Thursday, September 26, 2013

V’Ger has Left the Solar System

A 1977 NASA picture of Voyager 2 with it's payload
I am old enough to have watched Star Trek in its original run on Thursday nights on a black and white TV. (When the show moved to Fridays I could no longer watch it before DVRs.) My husband and his brother can actually have meaningful conversations by quoting dialogue from episodes to covey ideas. So, I was delighted that a newly published paper makes the case that NASA's Voyager 1 spacecraft might have already entered interstellar space, the space between stars.

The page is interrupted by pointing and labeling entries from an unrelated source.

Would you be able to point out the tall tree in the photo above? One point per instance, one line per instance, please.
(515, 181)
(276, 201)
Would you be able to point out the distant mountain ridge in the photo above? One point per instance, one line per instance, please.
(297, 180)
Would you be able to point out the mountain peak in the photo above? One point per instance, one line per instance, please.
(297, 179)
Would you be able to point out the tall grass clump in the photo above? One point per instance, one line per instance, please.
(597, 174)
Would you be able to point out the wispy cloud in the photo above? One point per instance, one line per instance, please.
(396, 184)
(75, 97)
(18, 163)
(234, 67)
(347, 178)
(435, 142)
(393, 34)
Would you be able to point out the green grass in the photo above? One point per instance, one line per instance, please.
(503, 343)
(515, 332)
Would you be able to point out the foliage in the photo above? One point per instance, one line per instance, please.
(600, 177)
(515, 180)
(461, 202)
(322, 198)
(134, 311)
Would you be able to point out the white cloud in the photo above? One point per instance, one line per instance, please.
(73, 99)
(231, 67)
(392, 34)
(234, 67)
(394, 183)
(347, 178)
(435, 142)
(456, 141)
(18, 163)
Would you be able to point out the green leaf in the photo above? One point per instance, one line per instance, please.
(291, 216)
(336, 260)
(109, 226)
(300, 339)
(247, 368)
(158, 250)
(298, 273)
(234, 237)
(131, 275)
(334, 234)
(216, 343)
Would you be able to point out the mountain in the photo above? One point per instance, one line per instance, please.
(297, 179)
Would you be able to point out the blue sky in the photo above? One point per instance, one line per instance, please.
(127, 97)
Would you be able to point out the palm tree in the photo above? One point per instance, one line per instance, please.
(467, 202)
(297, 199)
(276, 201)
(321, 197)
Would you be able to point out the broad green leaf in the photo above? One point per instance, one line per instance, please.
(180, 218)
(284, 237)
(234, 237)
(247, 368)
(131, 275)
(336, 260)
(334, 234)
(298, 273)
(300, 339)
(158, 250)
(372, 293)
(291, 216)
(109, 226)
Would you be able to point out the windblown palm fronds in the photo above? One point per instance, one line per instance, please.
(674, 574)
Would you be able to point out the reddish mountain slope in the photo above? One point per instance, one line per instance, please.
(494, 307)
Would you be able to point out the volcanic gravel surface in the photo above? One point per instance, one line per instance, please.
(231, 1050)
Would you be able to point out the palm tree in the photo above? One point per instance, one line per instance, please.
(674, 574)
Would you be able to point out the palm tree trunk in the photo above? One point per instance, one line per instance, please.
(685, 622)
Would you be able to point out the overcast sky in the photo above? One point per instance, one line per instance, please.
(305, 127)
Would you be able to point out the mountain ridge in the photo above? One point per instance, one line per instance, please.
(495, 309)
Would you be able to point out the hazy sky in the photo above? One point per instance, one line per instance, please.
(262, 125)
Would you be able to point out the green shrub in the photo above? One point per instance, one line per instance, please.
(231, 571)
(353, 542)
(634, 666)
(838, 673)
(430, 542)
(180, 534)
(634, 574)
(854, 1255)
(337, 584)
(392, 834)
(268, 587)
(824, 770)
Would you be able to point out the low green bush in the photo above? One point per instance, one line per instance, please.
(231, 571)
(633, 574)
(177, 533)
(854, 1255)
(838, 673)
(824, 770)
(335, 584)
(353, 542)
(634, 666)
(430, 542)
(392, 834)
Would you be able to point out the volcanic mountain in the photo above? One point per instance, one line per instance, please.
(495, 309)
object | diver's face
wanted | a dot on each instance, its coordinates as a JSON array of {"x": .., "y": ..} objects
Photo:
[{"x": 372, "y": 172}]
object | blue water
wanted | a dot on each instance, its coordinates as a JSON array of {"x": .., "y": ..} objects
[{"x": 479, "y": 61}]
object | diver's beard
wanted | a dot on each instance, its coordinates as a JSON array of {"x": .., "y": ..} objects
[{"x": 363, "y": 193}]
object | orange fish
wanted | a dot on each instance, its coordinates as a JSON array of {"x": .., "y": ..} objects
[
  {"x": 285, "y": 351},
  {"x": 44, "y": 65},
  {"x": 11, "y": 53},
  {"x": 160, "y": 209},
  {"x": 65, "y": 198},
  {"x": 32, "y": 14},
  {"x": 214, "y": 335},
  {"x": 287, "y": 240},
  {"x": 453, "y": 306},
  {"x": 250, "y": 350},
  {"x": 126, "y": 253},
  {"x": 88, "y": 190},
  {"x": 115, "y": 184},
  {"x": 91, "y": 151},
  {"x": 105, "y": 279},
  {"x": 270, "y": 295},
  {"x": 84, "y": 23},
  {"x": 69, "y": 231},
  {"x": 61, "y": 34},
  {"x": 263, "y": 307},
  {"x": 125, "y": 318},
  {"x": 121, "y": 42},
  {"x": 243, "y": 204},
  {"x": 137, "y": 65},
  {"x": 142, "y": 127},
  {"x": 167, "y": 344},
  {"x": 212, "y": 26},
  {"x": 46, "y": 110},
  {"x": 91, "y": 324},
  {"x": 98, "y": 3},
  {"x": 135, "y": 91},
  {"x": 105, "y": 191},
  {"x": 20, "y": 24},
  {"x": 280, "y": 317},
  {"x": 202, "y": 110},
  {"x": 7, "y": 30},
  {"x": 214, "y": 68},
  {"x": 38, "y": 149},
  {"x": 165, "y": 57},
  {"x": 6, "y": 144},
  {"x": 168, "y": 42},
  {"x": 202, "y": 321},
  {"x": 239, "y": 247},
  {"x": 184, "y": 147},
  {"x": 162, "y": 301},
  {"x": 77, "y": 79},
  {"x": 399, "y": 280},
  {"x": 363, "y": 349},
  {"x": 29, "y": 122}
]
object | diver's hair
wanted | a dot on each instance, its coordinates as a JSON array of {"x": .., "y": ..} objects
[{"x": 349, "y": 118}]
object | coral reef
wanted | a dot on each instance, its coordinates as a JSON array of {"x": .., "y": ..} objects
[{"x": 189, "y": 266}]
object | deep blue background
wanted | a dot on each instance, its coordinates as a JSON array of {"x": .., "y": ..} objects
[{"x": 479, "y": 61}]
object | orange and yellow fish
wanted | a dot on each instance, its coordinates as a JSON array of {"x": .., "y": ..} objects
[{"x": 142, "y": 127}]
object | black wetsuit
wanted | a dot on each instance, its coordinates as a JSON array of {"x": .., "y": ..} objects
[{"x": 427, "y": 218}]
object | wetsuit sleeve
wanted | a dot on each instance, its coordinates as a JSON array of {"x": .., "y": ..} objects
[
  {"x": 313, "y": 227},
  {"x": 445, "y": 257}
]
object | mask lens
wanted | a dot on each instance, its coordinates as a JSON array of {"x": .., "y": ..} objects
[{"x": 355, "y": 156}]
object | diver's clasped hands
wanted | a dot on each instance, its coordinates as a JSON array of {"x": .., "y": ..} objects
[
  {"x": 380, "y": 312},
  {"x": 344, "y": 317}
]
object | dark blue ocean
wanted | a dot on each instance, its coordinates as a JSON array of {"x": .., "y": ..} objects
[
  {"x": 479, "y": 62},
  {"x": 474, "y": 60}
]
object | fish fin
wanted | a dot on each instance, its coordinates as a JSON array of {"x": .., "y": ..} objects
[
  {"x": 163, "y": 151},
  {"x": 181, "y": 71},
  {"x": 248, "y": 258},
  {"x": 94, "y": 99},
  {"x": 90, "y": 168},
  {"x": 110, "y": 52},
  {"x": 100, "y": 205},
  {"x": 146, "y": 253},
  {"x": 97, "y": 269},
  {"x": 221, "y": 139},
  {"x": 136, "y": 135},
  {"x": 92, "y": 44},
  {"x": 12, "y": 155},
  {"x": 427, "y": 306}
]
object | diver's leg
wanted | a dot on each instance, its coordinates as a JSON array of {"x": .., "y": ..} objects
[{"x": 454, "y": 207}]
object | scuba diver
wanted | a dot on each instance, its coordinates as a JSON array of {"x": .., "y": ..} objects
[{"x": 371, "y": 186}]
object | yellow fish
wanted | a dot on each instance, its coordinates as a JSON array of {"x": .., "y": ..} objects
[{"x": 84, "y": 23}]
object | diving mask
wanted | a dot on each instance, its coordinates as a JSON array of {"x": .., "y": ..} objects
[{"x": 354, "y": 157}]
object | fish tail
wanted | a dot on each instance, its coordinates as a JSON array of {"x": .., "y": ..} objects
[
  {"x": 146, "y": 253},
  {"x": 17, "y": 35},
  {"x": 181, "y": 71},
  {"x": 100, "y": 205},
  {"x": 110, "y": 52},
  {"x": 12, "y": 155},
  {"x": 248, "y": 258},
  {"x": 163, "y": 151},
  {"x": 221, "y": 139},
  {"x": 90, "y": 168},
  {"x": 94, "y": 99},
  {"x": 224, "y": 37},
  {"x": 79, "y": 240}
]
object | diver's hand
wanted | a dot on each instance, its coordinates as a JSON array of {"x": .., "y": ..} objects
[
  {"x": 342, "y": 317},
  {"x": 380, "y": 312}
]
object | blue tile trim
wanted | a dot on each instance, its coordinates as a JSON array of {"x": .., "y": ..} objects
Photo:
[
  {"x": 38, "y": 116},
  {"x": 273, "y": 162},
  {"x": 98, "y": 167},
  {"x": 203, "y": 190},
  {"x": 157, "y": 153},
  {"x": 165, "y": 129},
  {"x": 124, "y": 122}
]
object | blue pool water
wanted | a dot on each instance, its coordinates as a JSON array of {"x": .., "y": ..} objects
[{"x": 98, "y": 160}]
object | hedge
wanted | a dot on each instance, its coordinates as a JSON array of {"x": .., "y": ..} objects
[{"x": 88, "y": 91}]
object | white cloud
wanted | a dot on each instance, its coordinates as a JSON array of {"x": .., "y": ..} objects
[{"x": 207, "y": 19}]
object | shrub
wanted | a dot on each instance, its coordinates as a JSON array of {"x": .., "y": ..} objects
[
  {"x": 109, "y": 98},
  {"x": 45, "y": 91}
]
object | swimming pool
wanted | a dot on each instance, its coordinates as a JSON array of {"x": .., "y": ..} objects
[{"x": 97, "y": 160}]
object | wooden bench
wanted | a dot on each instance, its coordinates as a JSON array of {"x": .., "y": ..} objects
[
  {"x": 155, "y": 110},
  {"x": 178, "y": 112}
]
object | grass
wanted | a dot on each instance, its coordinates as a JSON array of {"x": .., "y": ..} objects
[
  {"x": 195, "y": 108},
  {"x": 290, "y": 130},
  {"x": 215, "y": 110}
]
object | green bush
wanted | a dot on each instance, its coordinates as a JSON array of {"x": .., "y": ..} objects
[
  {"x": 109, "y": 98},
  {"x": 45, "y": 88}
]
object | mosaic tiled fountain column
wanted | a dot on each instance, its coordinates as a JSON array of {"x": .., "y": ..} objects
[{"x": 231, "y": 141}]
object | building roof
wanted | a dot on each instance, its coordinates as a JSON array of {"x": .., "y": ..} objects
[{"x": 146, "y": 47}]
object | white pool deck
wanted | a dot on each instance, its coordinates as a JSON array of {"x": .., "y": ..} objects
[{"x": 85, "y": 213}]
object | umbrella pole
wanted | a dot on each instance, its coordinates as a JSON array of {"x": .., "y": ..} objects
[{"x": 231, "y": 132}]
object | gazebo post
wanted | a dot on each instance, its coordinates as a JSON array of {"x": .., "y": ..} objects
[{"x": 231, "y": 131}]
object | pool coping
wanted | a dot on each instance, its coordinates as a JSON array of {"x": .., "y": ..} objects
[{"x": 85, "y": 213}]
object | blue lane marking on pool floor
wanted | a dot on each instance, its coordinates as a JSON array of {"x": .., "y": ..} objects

Interstellar space is filled with plasma, or ionized gas, that has a lower temperature than what is inside our solar bubble, also known as the heliosphere. Interstellar space is reportedly 10,000 degrees Fahrenheit (6,000 Kelvin). The solar bubble, the heliosphere, has temperature of about 2 million degrees Fahrenheit (1 million Kelvin).

A group of NASA scientists have developed a new model to analyze data from the Voyager Space crafts. The model described in a recently published paper is new and different from other models used previously to explain the data the Voyager spacecraft have been sending back from more than 11 billion miles (18 billion kilometers) away from our sun and claims that on Aug. 25, 2012, Voyager 1 entered the depletion region, where the magnetic field acts as a kind of "magnetic highway" allowing energetic ions from inside the heliosphere to escape out, and cosmic rays from interstellar space to zoom in.

The data collected by the minimal equipment on Voyager measure the level of fast-moving charged particles, mainly protons, originating from far outside the heliosphere, the level of slower-moving charged particles, also mainly protons, from inside the heliosphere and the direction of the magnetic field. The level of outside particles has increased dramatically, the level of inside particles fallen precipitously, as scientists watched. Both models of heliosphere and intersteller space agree that the spacecraft is closing in on the edge of interstellar space. According to traditional models of interstellar space scientists would need to see a change in the direction of the magnetic field to confirm that the spacecraft has sailed beyond the reach of the solar wind and finally arrived into the vast space between stars. The new model of interstellar space and the heliosphere does not require a change in magnetic field between the two.
Artist creation
NASA's Voyager project scientist, Ed Stone of the California Institute of Technology in Pasadena, explains:
"Details of a new model have just been published that lead the scientists who created the model to argue that NASA's Voyager 1 spacecraft data can be consistent with entering interstellar space in 2012. In describing on a fine scale how magnetic field lines from the sun and magnetic field lines from interstellar space can connect to each other, they conclude Voyager 1 has been detecting the interstellar magnetic field since July 27, 2012.”

If the new model of the data is correct that would mean that the interstellar magnetic field direction is the same as the magnetic field within the heliosphere, originating from our sun. As Voyager 1 continues in its mission and hopefully continues to be able to collect and send back data (despite a memory smaller than your phone), we will know if the magnetic field does change directions. The direction of the magnetic field, requires periodic instrument calibrations and complicated analyses. These analyses typically take a few months to return after the charged particle data are received on Earth, and the power remaining in Voyager is estimated to be another decade.

NASA's Voyager 2 spacecraft, the first Voyager spacecraft to launch on August 25, 1977, departed on a journey that would make it the only spacecraft to visit Uranus and Neptune and the longest-operating NASA spacecraft ever. Voyager 2 and its twin, Voyager 1, that launched 16 days later on Sept. 5, 1977, are still both operational. Voyager 2 is the longest-operating spacecraft, but has not traveled as far from home as Voyager 1. Voyager 2 has not yet reached the magnetic highway, though it has recently seen some modest drops of the heliosphere particle levels.
from NASA
If Voyager 1 has reached interstellar space then it is exploring a region no spacecraft has ever been to before.- I can’t resist- “Where No Man Has Gone Before.” In Star Trek The Motion Picture, the threat to the Enterprise (and Earth) is V’Ger, which the crew discovers at its center is actually Voyager 6, designed to collect data and transmit it back to Earth. Voyager 6 supposedly disappeared through a black hole.(Wouldn’t that be cool to have data from within a black hole.) The probe was found by inhabitants of a planet on the other side of the galaxy who discovered the probe's 20th century programming, which was to collect data and return that information to its creator and rebuild the probe and send it on its way.